Too often the caregiver doesn’t think about this scenario of becoming ill until it happens. At that time it’s really too late and way too stressful to deal with arrangements that need to be made. Caregivers need to think about the possibilities when they can think clearly, weigh their options, and plan with less stress. Here are some pointers in making plans in case such a scenario/sickness/incapacitation comes your way!

1) Develop an emergency contact list if you haven’t already. This should include doctors’ names, addresses, & phone numbers; the people who hold Powers-of-Attorneys and Health Care Proxies names & phone numbers for the both of you. This should be posted on your refrigerator (that is the place that emergency personnel look primarily for important information).

2) For each of you make a list of medications with amount, dosage, and time of day taken; likes and dislikes in food, dress, activities, music, or TV in case someone has to step in.

3) Possibly enlist the help of a Care Manager if there is a local agency that provides this. In the Rochester, New York area we have Fingerlakes Alzheimer’s Caregiver Institute 585-244-8400 (844-249-7126). It is their role to help you plan steps to take in your future.

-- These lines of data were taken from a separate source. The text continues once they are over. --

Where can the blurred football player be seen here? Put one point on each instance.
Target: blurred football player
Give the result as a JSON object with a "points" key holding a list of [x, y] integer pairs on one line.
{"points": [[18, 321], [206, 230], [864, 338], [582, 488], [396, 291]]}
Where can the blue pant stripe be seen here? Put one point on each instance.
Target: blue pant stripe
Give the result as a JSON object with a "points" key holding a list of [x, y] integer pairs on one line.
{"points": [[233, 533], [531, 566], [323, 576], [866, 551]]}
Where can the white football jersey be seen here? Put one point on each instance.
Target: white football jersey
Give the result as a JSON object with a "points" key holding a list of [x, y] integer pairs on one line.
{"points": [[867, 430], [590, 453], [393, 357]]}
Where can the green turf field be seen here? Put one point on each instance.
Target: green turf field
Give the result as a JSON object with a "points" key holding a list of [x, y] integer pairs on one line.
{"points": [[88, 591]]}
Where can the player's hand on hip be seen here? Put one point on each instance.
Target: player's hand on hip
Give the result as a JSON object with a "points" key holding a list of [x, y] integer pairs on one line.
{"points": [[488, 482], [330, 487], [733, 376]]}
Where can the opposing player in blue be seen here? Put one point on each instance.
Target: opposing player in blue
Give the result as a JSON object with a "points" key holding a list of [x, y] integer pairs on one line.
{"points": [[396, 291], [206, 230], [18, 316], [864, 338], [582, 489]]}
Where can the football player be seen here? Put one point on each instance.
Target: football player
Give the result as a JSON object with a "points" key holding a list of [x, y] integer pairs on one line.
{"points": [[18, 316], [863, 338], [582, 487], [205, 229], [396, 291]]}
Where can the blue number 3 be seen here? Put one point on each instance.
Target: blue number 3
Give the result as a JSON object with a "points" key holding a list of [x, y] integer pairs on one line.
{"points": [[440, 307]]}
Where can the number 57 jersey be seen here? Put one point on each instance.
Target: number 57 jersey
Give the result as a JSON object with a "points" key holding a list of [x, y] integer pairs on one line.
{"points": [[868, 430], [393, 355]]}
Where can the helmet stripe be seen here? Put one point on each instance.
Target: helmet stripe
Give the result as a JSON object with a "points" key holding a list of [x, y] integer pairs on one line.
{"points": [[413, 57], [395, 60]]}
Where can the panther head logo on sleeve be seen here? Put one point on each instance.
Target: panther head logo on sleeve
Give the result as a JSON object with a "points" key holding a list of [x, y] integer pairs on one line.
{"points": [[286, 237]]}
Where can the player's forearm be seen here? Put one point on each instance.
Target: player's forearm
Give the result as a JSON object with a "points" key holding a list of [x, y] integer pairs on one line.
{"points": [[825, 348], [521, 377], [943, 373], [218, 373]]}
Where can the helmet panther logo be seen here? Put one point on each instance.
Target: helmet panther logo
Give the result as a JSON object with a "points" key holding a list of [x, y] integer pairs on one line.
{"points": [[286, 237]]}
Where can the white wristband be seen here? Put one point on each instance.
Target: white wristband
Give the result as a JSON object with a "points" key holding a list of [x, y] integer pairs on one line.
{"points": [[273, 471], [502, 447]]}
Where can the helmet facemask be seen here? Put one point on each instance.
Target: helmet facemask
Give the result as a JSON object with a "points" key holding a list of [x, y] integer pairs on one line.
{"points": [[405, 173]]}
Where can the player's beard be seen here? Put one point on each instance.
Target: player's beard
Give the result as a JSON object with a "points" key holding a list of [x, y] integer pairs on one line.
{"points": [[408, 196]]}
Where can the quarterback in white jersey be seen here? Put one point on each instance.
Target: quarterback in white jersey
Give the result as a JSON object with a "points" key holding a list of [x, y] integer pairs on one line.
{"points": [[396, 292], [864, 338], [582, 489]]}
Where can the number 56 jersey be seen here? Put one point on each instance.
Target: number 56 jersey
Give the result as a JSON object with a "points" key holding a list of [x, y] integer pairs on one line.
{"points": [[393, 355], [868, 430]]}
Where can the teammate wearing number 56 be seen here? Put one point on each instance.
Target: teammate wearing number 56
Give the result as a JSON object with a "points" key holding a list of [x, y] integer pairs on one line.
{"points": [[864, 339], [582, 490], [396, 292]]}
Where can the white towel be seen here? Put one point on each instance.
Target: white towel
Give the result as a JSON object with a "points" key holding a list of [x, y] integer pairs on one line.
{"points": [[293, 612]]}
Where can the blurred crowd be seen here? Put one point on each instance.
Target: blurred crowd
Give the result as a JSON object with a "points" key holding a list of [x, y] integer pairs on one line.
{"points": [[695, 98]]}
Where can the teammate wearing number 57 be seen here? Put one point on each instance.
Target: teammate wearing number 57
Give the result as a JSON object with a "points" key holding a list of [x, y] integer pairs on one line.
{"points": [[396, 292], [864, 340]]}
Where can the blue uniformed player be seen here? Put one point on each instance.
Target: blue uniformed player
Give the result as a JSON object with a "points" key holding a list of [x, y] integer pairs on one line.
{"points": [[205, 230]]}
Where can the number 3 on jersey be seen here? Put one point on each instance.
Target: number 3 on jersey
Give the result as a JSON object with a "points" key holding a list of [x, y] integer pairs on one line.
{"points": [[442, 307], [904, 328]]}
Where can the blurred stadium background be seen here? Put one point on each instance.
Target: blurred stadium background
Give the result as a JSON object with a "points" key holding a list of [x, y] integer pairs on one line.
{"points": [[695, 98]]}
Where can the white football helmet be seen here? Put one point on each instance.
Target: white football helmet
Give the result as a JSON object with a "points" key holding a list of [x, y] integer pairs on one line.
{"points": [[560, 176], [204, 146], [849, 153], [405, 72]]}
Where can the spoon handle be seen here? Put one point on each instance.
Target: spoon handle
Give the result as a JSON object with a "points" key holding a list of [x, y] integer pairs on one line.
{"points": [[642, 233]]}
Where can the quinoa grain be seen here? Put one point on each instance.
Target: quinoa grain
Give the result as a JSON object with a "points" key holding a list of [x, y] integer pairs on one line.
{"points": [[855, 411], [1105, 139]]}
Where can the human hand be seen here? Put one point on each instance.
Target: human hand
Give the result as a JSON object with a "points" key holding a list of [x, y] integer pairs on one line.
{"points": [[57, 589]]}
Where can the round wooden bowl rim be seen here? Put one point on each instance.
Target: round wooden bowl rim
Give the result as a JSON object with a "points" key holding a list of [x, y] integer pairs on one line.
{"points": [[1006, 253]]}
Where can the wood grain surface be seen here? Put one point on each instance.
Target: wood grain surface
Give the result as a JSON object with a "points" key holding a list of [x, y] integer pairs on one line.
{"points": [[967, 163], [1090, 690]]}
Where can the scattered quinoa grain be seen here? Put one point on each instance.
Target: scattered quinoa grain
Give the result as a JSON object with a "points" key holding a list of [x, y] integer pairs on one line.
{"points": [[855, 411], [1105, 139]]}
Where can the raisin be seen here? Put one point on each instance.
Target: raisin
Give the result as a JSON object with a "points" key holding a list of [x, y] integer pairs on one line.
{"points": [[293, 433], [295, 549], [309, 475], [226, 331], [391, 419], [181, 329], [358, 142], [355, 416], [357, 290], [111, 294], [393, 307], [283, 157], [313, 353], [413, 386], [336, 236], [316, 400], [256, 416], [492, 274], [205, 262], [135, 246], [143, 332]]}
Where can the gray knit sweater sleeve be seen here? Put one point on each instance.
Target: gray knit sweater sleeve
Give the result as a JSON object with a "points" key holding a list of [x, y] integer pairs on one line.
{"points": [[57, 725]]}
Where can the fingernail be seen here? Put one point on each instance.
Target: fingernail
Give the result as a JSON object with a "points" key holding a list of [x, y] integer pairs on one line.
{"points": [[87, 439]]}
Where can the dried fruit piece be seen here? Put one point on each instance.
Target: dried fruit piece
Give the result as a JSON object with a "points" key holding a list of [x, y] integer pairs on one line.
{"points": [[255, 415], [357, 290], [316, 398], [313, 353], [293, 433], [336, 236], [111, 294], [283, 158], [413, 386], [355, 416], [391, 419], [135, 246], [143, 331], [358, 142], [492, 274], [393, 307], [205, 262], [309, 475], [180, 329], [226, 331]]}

4) Have a family meeting preferably in-person (or by conference call) to brainstorm caregiving ideas should an unforseen incidence arise. Sometimes if there are family members who are in denial about their loved-ones health status, it may be more impactful to have another person (a care manager, a financial advisor, your lawyer, therapist, etc.) chair the conversation so that the needs of both parties are spelled out in a more forceful or direct manner. Many times when someone other than family is in in charge of the meeting and the question is put to them,  “What will you do if ‘Carol’ is too ill to orchestrate care for herself and for ‘Jim’, they take it more seriously and positive progress can be made.

5) Experiment with various agencies who offer respite/help at home/companion services so you can hopefully find a good match for your loved-one so you can have some stress free time to yourself. In the Rochester-Fingerlakes area of New York our Alzheimer’s Association offers grant money for 10 hours monthly of respite through contracted agencies in our area. Once the initial intake information is documented by the Association, you can call the contracted agencies for respite assignments. I urge all families to take advantage of this service before you are totally stressed so that you and your loved-one are used to the people coming into your home. For those in other parts of the country, call your local Alzheimer’s Association to see if they offer similar respite options.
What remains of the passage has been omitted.